06/09/2011 – O custo da corrupção
O Globo
Gil Castello Branco
Dizem que a primeira grande oportunidade para a corrupção prosperar surgiu na criação do mundo. Com o diabo à espreita e a inexistência de tribunais de contas, a “obra” foi realizada em seis dias, sem licitação. Ao que se saiba, não foi instalada qualquer Comissão Parlamentar de Inquérito (CPI) e nenhuma suspeita foi levantada quanto à idoneidade do Criador…
De lá para cá, os desvios se avolumaram pelos quatro cantos do mundo. O Banco Mundial estima que US$1 trilhão por ano sejam tragados pelos corruptos. O valor corresponde a 1,6% do PIB mundial em 2010 (US$63 trilhões), superando em 43% o gasto dos Estados Unidos com armamentos (US$698 bilhões). Paradoxalmente, a Organização das Nações Unidas para Agricultura e Alimentação (FAO) considera que US$30 bilhões por ano são suficientes para acabar com a fome de quase um bilhão de pessoas no planeta. Assim, tal como no Brasil, “faxina mundial” em favor da moralidade poderia eliminar a miséria. Pura utopia.
Na realidade, a quantificação dos malfeitos é difícil, pela óbvia ausência de recibos e notas fiscais. No entanto, recentemente, a Federação das Indústrias do Estado de São Paulo (Fiesp) divulgou estudo sobre o impacto da roubalheira em nosso país, concluindo que os desvios giram entre R$50,8 bilhões e R$84,5 bilhões por ano, algo em torno de 1,4% a 2,3% do PIB brasileiro em 2010.

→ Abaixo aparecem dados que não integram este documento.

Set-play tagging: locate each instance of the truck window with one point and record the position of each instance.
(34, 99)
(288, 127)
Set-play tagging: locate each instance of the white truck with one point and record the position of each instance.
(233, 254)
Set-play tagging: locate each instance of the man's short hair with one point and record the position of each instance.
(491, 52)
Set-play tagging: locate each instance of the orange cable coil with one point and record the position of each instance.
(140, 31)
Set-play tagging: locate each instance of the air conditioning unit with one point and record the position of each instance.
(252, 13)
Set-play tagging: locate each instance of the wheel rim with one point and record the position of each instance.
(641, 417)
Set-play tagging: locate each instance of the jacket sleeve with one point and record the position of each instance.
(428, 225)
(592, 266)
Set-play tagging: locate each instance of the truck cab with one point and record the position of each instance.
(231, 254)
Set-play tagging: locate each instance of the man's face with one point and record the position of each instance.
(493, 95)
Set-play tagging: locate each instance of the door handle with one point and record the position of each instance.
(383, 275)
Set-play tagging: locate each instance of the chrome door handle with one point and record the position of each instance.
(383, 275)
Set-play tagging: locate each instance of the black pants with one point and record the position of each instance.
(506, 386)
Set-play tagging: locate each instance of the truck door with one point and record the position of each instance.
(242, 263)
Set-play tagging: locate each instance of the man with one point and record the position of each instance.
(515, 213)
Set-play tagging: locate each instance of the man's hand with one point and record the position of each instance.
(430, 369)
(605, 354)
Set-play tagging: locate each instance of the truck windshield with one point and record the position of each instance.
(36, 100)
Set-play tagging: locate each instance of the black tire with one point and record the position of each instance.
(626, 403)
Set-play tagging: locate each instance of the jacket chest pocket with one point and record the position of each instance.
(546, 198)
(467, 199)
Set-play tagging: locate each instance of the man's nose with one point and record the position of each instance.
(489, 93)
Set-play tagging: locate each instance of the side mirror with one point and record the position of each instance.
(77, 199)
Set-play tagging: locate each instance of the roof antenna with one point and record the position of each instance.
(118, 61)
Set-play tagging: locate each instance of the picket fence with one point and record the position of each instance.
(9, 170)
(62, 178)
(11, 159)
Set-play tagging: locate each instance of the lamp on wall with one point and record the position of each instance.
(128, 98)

Na hipótese otimista, tomando-se o extremo inferior do intervalo, o montante de R$50,8 bilhões é equivalente às ações concluídas entre 2007 e 2010 no setor de logística do Programa de Aceleração do Crescimento (PAC). Em outras palavras, em cenário fictício de um ano sem corrupção, o país teria recursos para duplicar as obras realizadas nos últimos quatro anos em rodovias, ferrovias, marinha mercante, aeroportos, portos e hidrovias.
Na área social, com R$50,8 bilhões poderiam ser construídas 918 mil casas populares do programa Minha Casa, Minha Vida ou 57.600 escolas para as séries iniciais do ensino fundamental. É evidente, portanto, a imensa participação da desonestidade no chamado Custo Brasil.
Os cálculos realizados pela Fiesp derivam da pesquisa sobre o Índice de Percepção da Corrupção, realizada pela ONG Transparência Internacional. Desde 1995, a entidade atribui notas de 0 a 10 aos países mais ou menos corruptos, respectivamente. Ao longo desses 16 anos, a nota média do Brasil foi 3,65. Em 2009 e 2010, a nota 3,70 aproximou-se do valor médio, demonstrando que nas últimas décadas a situação é estável. Em resumo, há anos estamos sendo reprovados nessa matéria.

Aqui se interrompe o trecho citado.